Celui-ci se pencha tout près de son oreille, et lui dit :

— C’est monseigneur Yu-Pé-Ya.

— Oh ! c’est le si cher ami de mon fils !…

Yu-Pé-Ya revint à lui, avec des hoquets et des suffocations de douleur. Il se battait la poitrine et exhalait par des sanglots sa profonde désolation.

— Ô sage frère ! s’écria-t-il, lorsque hier au soir mon bateau jeta l’ancre, je pensais que vous manquiez à votre parole. Je ne me doutais pas que vous étiez déjà une ombre, errant au bord des sources souterraines. Vous aviez de rares talents, mais vous n’avez pas eu longue vie.

Le vieillard secoua ses larmes et essaya de consoler l’ami de son fils.

Pé-Ya se leva et salua le vieux Tson.

— Ô ! mon oncle ! dit-il, le cercueil de votre fils est-il encore dans la maison ou enterré déjà dans la campagne ?

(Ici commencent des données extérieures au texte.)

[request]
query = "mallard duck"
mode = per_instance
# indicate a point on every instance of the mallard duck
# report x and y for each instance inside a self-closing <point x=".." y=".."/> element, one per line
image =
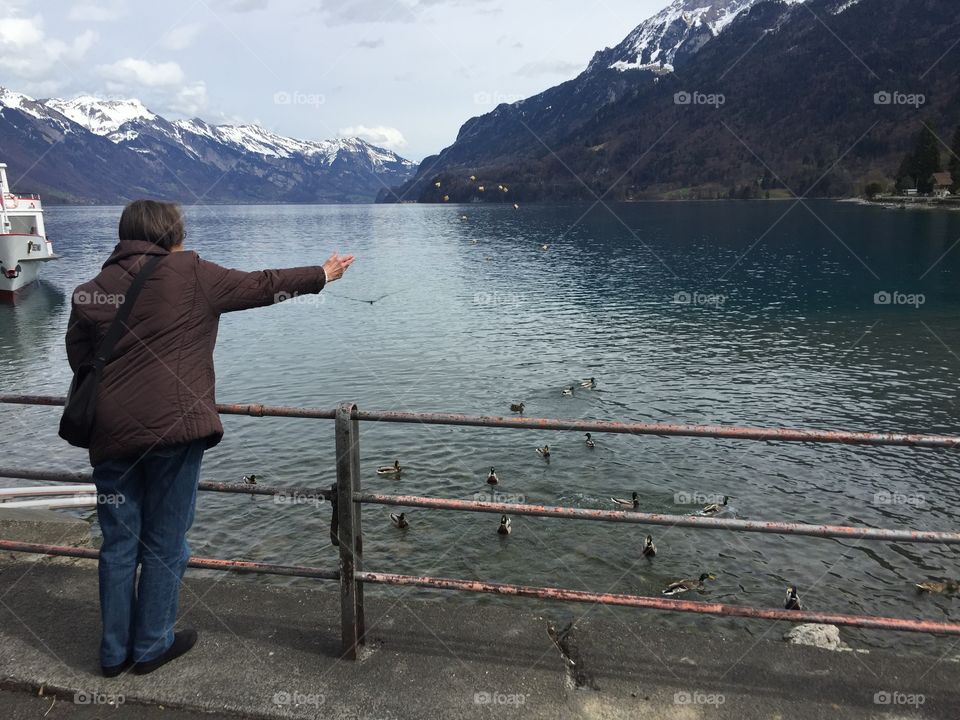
<point x="793" y="600"/>
<point x="949" y="587"/>
<point x="715" y="507"/>
<point x="634" y="502"/>
<point x="394" y="469"/>
<point x="682" y="586"/>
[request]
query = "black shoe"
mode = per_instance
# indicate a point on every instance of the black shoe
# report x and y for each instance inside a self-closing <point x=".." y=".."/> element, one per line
<point x="182" y="642"/>
<point x="114" y="670"/>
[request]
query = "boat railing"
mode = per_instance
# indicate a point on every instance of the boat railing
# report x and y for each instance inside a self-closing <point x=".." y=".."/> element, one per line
<point x="347" y="498"/>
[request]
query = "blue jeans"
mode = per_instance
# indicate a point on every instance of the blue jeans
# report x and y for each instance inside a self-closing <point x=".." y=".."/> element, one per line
<point x="145" y="508"/>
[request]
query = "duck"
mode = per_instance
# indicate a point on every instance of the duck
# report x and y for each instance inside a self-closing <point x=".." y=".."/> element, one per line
<point x="682" y="586"/>
<point x="715" y="507"/>
<point x="634" y="502"/>
<point x="950" y="587"/>
<point x="394" y="469"/>
<point x="793" y="600"/>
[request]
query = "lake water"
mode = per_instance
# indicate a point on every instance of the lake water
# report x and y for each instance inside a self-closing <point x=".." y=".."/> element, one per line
<point x="747" y="313"/>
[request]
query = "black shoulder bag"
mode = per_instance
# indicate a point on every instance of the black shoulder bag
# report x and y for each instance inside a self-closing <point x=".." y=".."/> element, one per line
<point x="76" y="424"/>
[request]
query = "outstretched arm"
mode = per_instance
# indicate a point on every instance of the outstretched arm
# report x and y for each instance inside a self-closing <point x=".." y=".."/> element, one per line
<point x="229" y="290"/>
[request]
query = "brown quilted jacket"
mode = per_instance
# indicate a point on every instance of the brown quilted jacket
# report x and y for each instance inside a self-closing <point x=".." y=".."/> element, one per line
<point x="158" y="388"/>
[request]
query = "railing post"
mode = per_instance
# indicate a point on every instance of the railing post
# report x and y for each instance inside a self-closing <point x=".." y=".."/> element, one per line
<point x="352" y="627"/>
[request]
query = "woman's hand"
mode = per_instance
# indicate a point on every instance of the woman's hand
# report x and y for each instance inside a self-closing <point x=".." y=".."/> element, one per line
<point x="336" y="265"/>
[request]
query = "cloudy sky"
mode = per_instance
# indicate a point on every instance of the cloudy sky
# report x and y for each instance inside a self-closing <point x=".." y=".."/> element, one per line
<point x="402" y="73"/>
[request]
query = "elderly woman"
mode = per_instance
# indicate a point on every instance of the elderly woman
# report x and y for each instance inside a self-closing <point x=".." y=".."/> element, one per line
<point x="156" y="414"/>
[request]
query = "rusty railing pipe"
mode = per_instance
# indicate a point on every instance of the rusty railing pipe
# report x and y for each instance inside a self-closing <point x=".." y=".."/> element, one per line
<point x="629" y="516"/>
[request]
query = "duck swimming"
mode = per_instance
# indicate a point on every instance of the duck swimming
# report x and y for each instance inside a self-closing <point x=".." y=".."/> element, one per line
<point x="394" y="469"/>
<point x="793" y="600"/>
<point x="682" y="586"/>
<point x="634" y="502"/>
<point x="715" y="507"/>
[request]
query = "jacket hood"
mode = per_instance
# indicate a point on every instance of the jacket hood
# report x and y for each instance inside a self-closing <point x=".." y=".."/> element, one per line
<point x="129" y="248"/>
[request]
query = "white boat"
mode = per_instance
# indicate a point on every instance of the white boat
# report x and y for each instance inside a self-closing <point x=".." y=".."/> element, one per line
<point x="23" y="241"/>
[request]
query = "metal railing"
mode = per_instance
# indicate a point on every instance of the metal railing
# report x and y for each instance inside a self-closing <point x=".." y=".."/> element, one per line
<point x="348" y="499"/>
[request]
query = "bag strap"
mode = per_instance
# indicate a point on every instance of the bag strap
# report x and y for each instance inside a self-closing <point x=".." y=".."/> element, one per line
<point x="105" y="349"/>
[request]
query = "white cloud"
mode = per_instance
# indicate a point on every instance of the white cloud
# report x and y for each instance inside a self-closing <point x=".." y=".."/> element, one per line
<point x="32" y="61"/>
<point x="97" y="11"/>
<point x="131" y="72"/>
<point x="181" y="37"/>
<point x="379" y="135"/>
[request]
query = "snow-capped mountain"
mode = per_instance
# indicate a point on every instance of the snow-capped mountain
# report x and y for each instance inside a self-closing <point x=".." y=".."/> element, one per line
<point x="679" y="31"/>
<point x="90" y="150"/>
<point x="668" y="110"/>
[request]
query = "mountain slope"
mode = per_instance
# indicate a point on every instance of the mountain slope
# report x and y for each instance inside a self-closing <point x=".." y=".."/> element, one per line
<point x="797" y="84"/>
<point x="87" y="150"/>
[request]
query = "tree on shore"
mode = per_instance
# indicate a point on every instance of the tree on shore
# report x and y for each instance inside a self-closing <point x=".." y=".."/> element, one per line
<point x="955" y="161"/>
<point x="921" y="163"/>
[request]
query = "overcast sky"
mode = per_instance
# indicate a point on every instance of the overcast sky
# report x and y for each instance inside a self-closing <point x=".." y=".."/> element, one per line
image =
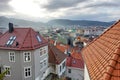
<point x="44" y="10"/>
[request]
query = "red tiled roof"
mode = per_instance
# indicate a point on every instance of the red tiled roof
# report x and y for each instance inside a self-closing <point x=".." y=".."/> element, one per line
<point x="75" y="60"/>
<point x="62" y="47"/>
<point x="26" y="37"/>
<point x="55" y="55"/>
<point x="102" y="56"/>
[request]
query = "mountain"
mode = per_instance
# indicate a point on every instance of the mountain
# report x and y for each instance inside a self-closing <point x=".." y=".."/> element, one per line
<point x="58" y="22"/>
<point x="66" y="22"/>
<point x="19" y="22"/>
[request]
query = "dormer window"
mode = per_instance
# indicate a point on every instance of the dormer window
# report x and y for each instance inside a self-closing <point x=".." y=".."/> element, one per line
<point x="11" y="40"/>
<point x="27" y="56"/>
<point x="38" y="38"/>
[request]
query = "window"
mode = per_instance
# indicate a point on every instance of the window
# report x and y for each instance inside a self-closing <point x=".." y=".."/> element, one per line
<point x="12" y="56"/>
<point x="63" y="65"/>
<point x="27" y="72"/>
<point x="11" y="40"/>
<point x="0" y="70"/>
<point x="43" y="63"/>
<point x="69" y="70"/>
<point x="27" y="56"/>
<point x="38" y="38"/>
<point x="60" y="68"/>
<point x="43" y="51"/>
<point x="8" y="72"/>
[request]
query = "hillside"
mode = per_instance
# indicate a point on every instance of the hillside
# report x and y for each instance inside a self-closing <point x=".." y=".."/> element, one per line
<point x="4" y="22"/>
<point x="66" y="22"/>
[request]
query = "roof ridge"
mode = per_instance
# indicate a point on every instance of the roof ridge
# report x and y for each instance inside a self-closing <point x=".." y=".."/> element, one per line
<point x="25" y="37"/>
<point x="102" y="34"/>
<point x="112" y="63"/>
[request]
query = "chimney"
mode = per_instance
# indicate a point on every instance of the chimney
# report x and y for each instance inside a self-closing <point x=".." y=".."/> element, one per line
<point x="17" y="43"/>
<point x="11" y="29"/>
<point x="55" y="43"/>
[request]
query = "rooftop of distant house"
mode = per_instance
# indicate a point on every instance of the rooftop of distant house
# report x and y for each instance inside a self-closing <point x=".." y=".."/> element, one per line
<point x="75" y="59"/>
<point x="55" y="55"/>
<point x="21" y="39"/>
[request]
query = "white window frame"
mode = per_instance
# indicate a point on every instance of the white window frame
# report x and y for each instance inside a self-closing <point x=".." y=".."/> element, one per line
<point x="9" y="70"/>
<point x="24" y="56"/>
<point x="12" y="56"/>
<point x="42" y="50"/>
<point x="42" y="62"/>
<point x="27" y="72"/>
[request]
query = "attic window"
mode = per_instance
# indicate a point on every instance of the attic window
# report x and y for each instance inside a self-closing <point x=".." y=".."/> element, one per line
<point x="11" y="40"/>
<point x="38" y="38"/>
<point x="74" y="61"/>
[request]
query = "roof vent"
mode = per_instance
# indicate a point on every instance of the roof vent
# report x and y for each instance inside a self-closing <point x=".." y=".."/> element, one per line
<point x="11" y="29"/>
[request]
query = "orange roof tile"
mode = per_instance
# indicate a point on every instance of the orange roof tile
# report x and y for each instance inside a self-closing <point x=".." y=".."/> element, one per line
<point x="102" y="56"/>
<point x="26" y="38"/>
<point x="75" y="60"/>
<point x="55" y="55"/>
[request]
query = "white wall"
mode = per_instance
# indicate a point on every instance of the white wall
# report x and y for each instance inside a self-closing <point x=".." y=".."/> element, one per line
<point x="86" y="74"/>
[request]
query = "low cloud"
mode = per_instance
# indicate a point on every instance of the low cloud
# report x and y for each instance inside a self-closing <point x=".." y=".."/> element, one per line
<point x="58" y="4"/>
<point x="4" y="6"/>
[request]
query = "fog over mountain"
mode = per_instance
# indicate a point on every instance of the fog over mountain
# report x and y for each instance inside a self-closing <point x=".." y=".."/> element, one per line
<point x="63" y="22"/>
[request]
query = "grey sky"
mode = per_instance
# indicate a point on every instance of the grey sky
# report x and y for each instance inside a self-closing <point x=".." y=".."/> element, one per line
<point x="44" y="10"/>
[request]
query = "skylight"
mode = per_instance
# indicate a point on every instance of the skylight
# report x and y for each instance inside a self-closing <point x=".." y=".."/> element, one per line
<point x="38" y="38"/>
<point x="11" y="40"/>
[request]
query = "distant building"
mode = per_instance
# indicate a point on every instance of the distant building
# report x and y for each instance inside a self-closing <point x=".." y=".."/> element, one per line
<point x="25" y="53"/>
<point x="75" y="65"/>
<point x="57" y="61"/>
<point x="93" y="31"/>
<point x="102" y="56"/>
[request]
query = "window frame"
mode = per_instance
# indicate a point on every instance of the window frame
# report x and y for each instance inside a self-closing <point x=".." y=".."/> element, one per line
<point x="12" y="56"/>
<point x="44" y="63"/>
<point x="27" y="72"/>
<point x="69" y="70"/>
<point x="7" y="72"/>
<point x="42" y="50"/>
<point x="27" y="56"/>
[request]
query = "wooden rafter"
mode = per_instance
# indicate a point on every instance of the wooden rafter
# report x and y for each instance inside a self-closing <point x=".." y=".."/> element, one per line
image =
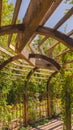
<point x="49" y="60"/>
<point x="9" y="61"/>
<point x="46" y="17"/>
<point x="57" y="35"/>
<point x="15" y="15"/>
<point x="31" y="21"/>
<point x="0" y="11"/>
<point x="67" y="16"/>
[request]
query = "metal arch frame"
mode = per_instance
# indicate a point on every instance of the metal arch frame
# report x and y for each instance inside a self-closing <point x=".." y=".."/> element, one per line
<point x="52" y="61"/>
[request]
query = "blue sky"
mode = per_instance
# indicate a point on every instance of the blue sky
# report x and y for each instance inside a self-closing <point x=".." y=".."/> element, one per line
<point x="59" y="13"/>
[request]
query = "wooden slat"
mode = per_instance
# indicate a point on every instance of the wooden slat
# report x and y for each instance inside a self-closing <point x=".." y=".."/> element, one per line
<point x="15" y="15"/>
<point x="0" y="11"/>
<point x="50" y="11"/>
<point x="67" y="16"/>
<point x="35" y="13"/>
<point x="66" y="40"/>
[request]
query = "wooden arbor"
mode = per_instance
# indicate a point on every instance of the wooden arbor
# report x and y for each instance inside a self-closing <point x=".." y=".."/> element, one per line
<point x="31" y="26"/>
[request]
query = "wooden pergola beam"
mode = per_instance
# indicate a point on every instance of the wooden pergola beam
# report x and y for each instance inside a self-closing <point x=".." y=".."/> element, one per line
<point x="0" y="11"/>
<point x="67" y="16"/>
<point x="15" y="15"/>
<point x="66" y="40"/>
<point x="35" y="13"/>
<point x="49" y="60"/>
<point x="46" y="17"/>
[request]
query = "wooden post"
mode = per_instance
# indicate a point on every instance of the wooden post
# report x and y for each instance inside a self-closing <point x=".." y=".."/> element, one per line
<point x="26" y="117"/>
<point x="26" y="104"/>
<point x="49" y="109"/>
<point x="67" y="120"/>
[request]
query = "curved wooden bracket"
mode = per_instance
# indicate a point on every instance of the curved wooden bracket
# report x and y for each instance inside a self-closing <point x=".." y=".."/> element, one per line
<point x="8" y="61"/>
<point x="49" y="111"/>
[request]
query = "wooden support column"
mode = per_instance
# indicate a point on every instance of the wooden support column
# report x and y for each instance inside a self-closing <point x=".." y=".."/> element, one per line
<point x="67" y="105"/>
<point x="26" y="96"/>
<point x="49" y="109"/>
<point x="68" y="111"/>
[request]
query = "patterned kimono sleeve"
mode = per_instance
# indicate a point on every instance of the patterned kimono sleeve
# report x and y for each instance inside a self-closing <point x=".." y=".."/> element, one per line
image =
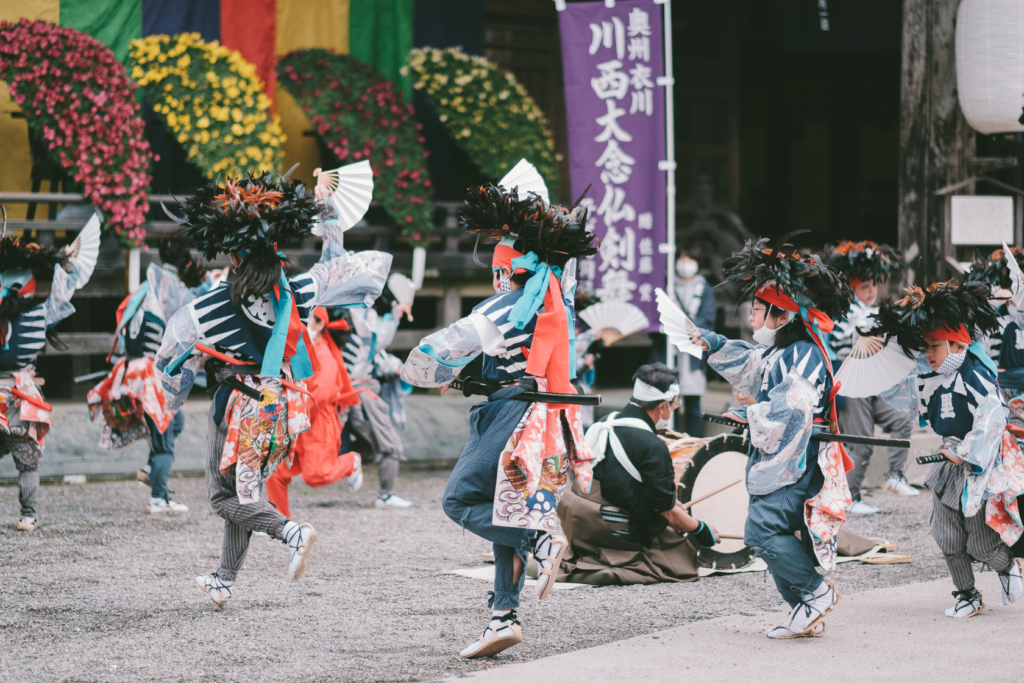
<point x="781" y="426"/>
<point x="176" y="361"/>
<point x="980" y="447"/>
<point x="347" y="279"/>
<point x="58" y="304"/>
<point x="739" y="364"/>
<point x="903" y="396"/>
<point x="440" y="356"/>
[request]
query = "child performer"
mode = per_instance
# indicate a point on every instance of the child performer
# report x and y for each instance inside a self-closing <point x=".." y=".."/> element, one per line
<point x="373" y="329"/>
<point x="1006" y="344"/>
<point x="866" y="265"/>
<point x="26" y="326"/>
<point x="795" y="484"/>
<point x="260" y="352"/>
<point x="534" y="265"/>
<point x="130" y="398"/>
<point x="317" y="453"/>
<point x="952" y="387"/>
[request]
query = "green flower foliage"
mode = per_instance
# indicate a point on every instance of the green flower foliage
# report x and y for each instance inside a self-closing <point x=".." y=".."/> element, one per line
<point x="486" y="111"/>
<point x="359" y="115"/>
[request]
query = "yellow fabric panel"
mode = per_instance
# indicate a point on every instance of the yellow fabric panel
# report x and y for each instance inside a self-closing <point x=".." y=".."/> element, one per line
<point x="16" y="166"/>
<point x="48" y="10"/>
<point x="301" y="25"/>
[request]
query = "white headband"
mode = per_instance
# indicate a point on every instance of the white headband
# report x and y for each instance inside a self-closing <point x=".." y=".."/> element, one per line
<point x="645" y="392"/>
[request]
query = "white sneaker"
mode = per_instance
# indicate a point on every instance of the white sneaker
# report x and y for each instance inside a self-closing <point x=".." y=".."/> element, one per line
<point x="393" y="501"/>
<point x="1012" y="584"/>
<point x="968" y="604"/>
<point x="861" y="508"/>
<point x="355" y="478"/>
<point x="300" y="538"/>
<point x="502" y="633"/>
<point x="159" y="505"/>
<point x="897" y="483"/>
<point x="218" y="589"/>
<point x="809" y="612"/>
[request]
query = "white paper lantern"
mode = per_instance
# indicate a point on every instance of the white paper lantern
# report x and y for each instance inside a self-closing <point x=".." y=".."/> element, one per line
<point x="990" y="63"/>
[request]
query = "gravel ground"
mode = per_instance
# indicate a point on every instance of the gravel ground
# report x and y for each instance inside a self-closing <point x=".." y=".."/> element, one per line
<point x="104" y="592"/>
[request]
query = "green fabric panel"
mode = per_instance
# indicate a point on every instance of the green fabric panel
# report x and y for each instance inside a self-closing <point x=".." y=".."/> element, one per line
<point x="114" y="23"/>
<point x="380" y="34"/>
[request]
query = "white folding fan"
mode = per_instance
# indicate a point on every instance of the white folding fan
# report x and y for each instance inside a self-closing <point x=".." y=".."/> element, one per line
<point x="1016" y="276"/>
<point x="872" y="367"/>
<point x="85" y="250"/>
<point x="614" y="319"/>
<point x="351" y="189"/>
<point x="677" y="325"/>
<point x="525" y="178"/>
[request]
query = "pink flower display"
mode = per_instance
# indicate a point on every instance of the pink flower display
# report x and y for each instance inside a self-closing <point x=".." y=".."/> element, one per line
<point x="79" y="98"/>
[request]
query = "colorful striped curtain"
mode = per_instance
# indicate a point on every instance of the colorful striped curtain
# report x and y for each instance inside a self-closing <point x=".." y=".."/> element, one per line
<point x="260" y="30"/>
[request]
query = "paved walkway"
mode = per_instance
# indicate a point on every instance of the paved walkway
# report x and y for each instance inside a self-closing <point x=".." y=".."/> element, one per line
<point x="893" y="634"/>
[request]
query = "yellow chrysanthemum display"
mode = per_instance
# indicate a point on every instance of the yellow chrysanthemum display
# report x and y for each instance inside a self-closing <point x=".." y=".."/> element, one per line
<point x="212" y="100"/>
<point x="486" y="111"/>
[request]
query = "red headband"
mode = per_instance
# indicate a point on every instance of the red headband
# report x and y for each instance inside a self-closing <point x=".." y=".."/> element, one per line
<point x="770" y="294"/>
<point x="503" y="258"/>
<point x="957" y="334"/>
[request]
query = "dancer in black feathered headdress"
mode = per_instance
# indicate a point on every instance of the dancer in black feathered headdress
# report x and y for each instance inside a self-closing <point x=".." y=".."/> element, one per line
<point x="866" y="264"/>
<point x="27" y="324"/>
<point x="787" y="374"/>
<point x="952" y="387"/>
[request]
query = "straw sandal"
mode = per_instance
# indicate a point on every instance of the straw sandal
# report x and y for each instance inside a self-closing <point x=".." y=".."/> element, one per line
<point x="547" y="565"/>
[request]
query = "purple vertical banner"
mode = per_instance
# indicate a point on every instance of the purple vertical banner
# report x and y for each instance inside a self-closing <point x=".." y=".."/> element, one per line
<point x="612" y="57"/>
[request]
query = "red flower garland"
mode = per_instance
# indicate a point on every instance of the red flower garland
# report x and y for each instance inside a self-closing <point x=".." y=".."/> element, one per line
<point x="359" y="115"/>
<point x="78" y="96"/>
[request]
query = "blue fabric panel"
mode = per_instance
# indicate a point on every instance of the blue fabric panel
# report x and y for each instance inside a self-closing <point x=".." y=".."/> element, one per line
<point x="174" y="16"/>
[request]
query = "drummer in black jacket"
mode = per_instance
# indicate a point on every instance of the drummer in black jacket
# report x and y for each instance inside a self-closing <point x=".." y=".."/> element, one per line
<point x="634" y="466"/>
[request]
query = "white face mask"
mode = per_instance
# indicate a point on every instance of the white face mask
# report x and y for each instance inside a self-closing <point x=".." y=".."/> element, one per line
<point x="765" y="336"/>
<point x="952" y="361"/>
<point x="686" y="268"/>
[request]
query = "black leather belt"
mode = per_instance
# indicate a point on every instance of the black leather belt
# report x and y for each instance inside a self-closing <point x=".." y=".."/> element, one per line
<point x="529" y="392"/>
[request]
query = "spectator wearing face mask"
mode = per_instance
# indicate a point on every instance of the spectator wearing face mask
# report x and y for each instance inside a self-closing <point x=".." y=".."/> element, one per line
<point x="695" y="297"/>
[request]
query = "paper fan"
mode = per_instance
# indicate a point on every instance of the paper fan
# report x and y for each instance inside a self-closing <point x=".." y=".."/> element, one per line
<point x="614" y="319"/>
<point x="526" y="179"/>
<point x="1016" y="276"/>
<point x="677" y="325"/>
<point x="401" y="288"/>
<point x="351" y="189"/>
<point x="85" y="250"/>
<point x="872" y="367"/>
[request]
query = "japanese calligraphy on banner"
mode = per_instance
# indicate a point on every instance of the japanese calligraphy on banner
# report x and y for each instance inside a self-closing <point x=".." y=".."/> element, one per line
<point x="612" y="58"/>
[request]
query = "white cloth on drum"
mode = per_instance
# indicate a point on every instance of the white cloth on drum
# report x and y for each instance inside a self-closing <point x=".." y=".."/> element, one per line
<point x="645" y="392"/>
<point x="602" y="433"/>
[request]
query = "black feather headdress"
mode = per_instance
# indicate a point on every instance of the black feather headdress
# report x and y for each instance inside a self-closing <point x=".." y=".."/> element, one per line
<point x="865" y="260"/>
<point x="939" y="305"/>
<point x="556" y="233"/>
<point x="250" y="214"/>
<point x="805" y="279"/>
<point x="29" y="256"/>
<point x="993" y="270"/>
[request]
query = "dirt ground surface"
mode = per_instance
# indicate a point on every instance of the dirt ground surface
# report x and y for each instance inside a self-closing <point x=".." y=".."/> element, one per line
<point x="104" y="592"/>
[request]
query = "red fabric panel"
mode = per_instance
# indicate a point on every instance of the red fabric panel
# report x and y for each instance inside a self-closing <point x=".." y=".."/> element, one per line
<point x="250" y="27"/>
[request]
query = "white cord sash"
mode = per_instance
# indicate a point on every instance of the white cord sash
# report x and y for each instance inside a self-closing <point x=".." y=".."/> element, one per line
<point x="602" y="433"/>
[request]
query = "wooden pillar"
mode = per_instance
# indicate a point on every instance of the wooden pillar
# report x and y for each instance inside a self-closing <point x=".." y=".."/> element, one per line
<point x="935" y="140"/>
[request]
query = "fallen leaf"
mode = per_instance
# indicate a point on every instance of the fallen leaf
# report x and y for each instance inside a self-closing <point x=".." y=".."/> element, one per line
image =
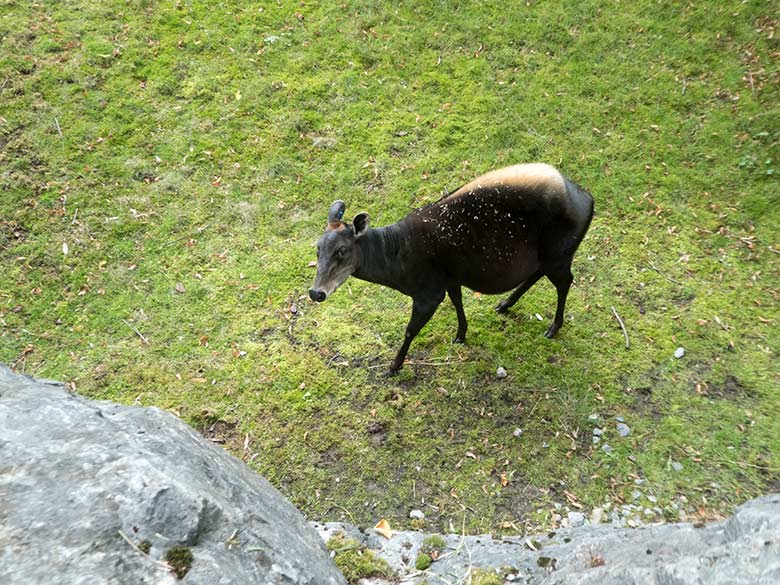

— Je ne peux répondre en un seul mot, dit Tson. À ses derniers moments, tandis que ma femme et moi nous étions près de son lit, mon fils me dit :

« Le ciel seul décide si la vie sera longue ou courte. Il ne me permet pas, à moi, d’accomplir mes devoirs envers mes parents comme il le faudrait. Quand je serai mort, je vous prie de m’enterrer au bord du fleuve au pied du mont Ma-Hine, car j’ai promis à mon ami de revenir à cette place. Je ne veux pas manquer au rendez-vous. »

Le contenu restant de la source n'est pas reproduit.